Abstract Dexmedetomidine (Dex) has been demonstrated to provide neuroprotection against ischemia/reperfusion (I/R) injury. However, the exact mechanism of this protection remains unknown. Here, we explored the neuroprotective effect of Dex in rats exposed to cerebral I/R-induced by middle cerebral artery occlusion (MCAO) and the role of phosphatidylinositol 3-kinase (PI3K)/Akt, extracellular signal-regulated kinase 1/2 (ERK1/2), and glycogen synthase kinase-3β (GSK-3β) in this protective action. Adult male Sprague–Dawley rats were subjected to MCAO for 90 min followed by reperfusion for 24 h and Dex (15 μg/kg, i.v.) was administered immediately after the onset of MCAO. The neurological deficit score, cerebral infarct volume, brain edema, and neuron survival were evaluated at 24 h of reperfusion. The effect of Dex on p-Akt, p-ERK1/2 and p-GSK-3β expression in the ischemic hemisphere was assayed by Western blot. Treatment of rats exposed to I/R with Dex caused not only marked reduction in the neurological deficit score, cerebral infarct volume, and brain edema (P <0.01 vs. I/R alone), but also a decrease in neuron death in hippocampal CA1 and cortex ( P <0.01 vs. I/R alone).
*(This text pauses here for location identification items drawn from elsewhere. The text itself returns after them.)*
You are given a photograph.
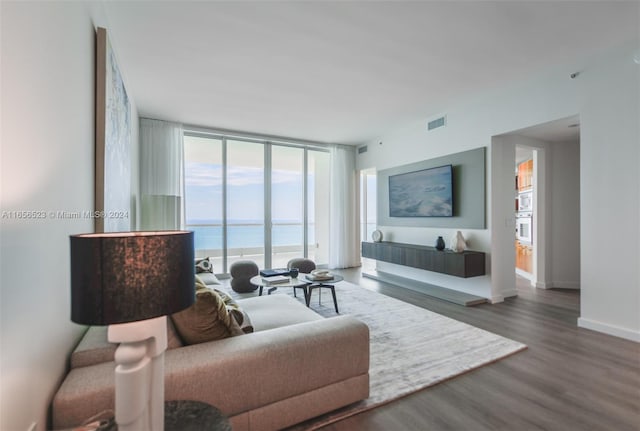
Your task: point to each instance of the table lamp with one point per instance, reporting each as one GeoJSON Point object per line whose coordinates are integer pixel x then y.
{"type": "Point", "coordinates": [131, 281]}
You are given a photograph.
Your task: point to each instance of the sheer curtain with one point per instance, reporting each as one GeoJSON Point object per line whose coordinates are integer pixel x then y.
{"type": "Point", "coordinates": [343, 227]}
{"type": "Point", "coordinates": [161, 175]}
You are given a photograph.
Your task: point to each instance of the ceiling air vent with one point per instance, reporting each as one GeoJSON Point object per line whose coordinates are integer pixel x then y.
{"type": "Point", "coordinates": [438, 122]}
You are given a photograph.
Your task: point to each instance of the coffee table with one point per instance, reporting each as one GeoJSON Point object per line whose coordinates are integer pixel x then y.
{"type": "Point", "coordinates": [295, 283]}
{"type": "Point", "coordinates": [301, 282]}
{"type": "Point", "coordinates": [317, 284]}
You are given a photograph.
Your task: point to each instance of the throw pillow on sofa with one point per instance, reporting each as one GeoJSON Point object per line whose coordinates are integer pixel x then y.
{"type": "Point", "coordinates": [238, 313]}
{"type": "Point", "coordinates": [206, 320]}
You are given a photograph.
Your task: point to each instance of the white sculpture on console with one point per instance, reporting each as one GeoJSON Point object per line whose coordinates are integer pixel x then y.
{"type": "Point", "coordinates": [458, 243]}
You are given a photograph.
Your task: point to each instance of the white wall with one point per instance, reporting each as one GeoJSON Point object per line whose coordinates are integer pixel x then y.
{"type": "Point", "coordinates": [609, 202]}
{"type": "Point", "coordinates": [563, 214]}
{"type": "Point", "coordinates": [47, 160]}
{"type": "Point", "coordinates": [556, 222]}
{"type": "Point", "coordinates": [606, 97]}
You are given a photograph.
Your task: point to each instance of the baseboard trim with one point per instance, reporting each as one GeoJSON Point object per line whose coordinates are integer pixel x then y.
{"type": "Point", "coordinates": [566, 285]}
{"type": "Point", "coordinates": [605, 328]}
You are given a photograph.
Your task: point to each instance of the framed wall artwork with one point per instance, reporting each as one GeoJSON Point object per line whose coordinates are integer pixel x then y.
{"type": "Point", "coordinates": [113, 142]}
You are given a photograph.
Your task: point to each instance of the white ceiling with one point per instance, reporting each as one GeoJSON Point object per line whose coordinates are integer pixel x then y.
{"type": "Point", "coordinates": [343, 72]}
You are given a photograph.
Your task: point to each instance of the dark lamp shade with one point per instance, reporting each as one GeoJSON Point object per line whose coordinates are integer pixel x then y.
{"type": "Point", "coordinates": [128, 276]}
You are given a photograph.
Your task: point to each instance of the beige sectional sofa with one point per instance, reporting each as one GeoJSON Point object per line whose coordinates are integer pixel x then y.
{"type": "Point", "coordinates": [295, 366]}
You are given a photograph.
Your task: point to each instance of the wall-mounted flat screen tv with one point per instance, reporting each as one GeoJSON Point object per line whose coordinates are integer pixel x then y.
{"type": "Point", "coordinates": [424, 193]}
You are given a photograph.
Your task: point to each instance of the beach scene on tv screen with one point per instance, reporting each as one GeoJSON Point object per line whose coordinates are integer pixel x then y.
{"type": "Point", "coordinates": [424, 193]}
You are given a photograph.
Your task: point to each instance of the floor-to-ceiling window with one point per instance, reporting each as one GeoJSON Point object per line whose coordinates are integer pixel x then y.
{"type": "Point", "coordinates": [259, 200]}
{"type": "Point", "coordinates": [368, 203]}
{"type": "Point", "coordinates": [368, 210]}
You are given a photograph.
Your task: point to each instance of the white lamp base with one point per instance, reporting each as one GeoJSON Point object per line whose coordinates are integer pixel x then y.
{"type": "Point", "coordinates": [140, 373]}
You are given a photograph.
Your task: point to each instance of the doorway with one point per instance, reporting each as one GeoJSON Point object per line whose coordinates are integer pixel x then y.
{"type": "Point", "coordinates": [552, 223]}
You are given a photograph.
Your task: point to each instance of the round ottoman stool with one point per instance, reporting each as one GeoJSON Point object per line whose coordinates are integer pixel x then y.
{"type": "Point", "coordinates": [241, 272]}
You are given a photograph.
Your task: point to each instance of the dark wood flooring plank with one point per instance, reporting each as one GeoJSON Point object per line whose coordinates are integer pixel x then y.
{"type": "Point", "coordinates": [568, 379]}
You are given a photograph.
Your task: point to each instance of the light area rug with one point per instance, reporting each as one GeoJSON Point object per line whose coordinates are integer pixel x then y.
{"type": "Point", "coordinates": [411, 348]}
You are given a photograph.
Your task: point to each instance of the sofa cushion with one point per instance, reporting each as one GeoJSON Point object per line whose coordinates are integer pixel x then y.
{"type": "Point", "coordinates": [274, 311]}
{"type": "Point", "coordinates": [206, 320]}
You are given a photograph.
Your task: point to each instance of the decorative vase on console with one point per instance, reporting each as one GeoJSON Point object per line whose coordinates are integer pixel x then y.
{"type": "Point", "coordinates": [458, 243]}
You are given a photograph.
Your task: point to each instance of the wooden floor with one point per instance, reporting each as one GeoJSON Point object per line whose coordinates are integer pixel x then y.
{"type": "Point", "coordinates": [568, 379]}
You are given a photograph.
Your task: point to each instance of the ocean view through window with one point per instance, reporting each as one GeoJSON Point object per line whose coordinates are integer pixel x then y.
{"type": "Point", "coordinates": [247, 199]}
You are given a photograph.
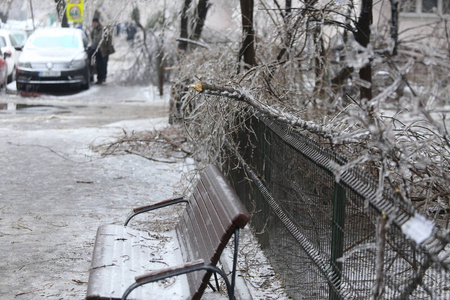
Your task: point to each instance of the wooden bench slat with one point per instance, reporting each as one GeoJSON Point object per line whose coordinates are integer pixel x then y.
{"type": "Point", "coordinates": [210, 218]}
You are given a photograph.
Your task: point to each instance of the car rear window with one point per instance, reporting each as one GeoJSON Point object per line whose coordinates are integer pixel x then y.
{"type": "Point", "coordinates": [62, 41]}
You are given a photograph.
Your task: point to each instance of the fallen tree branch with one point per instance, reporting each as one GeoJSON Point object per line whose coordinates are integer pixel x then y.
{"type": "Point", "coordinates": [271, 112]}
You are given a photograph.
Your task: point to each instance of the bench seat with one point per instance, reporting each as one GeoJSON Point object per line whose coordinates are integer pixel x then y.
{"type": "Point", "coordinates": [136, 264]}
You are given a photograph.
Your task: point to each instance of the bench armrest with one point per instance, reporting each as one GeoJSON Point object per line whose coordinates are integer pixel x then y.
{"type": "Point", "coordinates": [139, 210]}
{"type": "Point", "coordinates": [193, 266]}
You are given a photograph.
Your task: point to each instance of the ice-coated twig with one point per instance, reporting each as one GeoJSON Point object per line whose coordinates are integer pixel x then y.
{"type": "Point", "coordinates": [269, 111]}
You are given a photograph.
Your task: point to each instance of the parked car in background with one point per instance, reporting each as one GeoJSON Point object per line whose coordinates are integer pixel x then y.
{"type": "Point", "coordinates": [21, 36]}
{"type": "Point", "coordinates": [3, 69]}
{"type": "Point", "coordinates": [8, 44]}
{"type": "Point", "coordinates": [54, 56]}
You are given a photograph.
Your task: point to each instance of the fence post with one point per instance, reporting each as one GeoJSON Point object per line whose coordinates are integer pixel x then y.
{"type": "Point", "coordinates": [337, 237]}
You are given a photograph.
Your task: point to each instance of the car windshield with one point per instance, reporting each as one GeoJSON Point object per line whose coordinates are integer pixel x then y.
{"type": "Point", "coordinates": [61, 41]}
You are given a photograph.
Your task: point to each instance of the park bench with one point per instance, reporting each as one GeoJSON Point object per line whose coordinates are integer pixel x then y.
{"type": "Point", "coordinates": [120, 266]}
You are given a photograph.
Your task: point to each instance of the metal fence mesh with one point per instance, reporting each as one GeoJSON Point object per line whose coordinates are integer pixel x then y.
{"type": "Point", "coordinates": [321, 236]}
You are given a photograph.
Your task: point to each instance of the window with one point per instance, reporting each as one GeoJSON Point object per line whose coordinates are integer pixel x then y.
{"type": "Point", "coordinates": [425, 6]}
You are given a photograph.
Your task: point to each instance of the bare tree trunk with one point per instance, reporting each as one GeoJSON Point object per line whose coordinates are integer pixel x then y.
{"type": "Point", "coordinates": [184, 32]}
{"type": "Point", "coordinates": [362, 36]}
{"type": "Point", "coordinates": [247, 50]}
{"type": "Point", "coordinates": [61, 10]}
{"type": "Point", "coordinates": [394, 24]}
{"type": "Point", "coordinates": [200, 16]}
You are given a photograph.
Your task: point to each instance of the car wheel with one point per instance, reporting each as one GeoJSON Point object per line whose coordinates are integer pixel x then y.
{"type": "Point", "coordinates": [12, 76]}
{"type": "Point", "coordinates": [87, 84]}
{"type": "Point", "coordinates": [20, 86]}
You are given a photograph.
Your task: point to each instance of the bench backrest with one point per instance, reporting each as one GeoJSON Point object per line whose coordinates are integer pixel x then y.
{"type": "Point", "coordinates": [212, 215]}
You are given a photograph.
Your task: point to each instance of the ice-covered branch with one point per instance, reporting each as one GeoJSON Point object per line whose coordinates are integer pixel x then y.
{"type": "Point", "coordinates": [267, 110]}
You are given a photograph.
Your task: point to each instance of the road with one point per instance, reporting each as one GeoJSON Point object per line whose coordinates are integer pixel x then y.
{"type": "Point", "coordinates": [55, 190]}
The Dex-induced increment of neuron survival in the ischemic CA1 and cortex was diminished by the PI3K inhibitor LY294002 and the MEK inhibitor U0126. The increasing expressions of p-Akt and p-ERK1/2 induced by Dex in the ischemic hemisphere were markedly inhibited by LY294002 (or wortmannin) and U0126 (or PD98059), respectively. The up-regulation of p-GSK-3β by Dex in the ischemic hemisphere was significantly decreased by both LY294002 (or wortmannin) and U0126 (or PD98059). Our data demonstrated that treatment with Dex reduced cerebral injury in rats exposed to transient focal I/R, and this was mediated by the activation of the PI3K/Akt and ERK1/2 pathways as well the phosphorylation of downstream GSK-3β.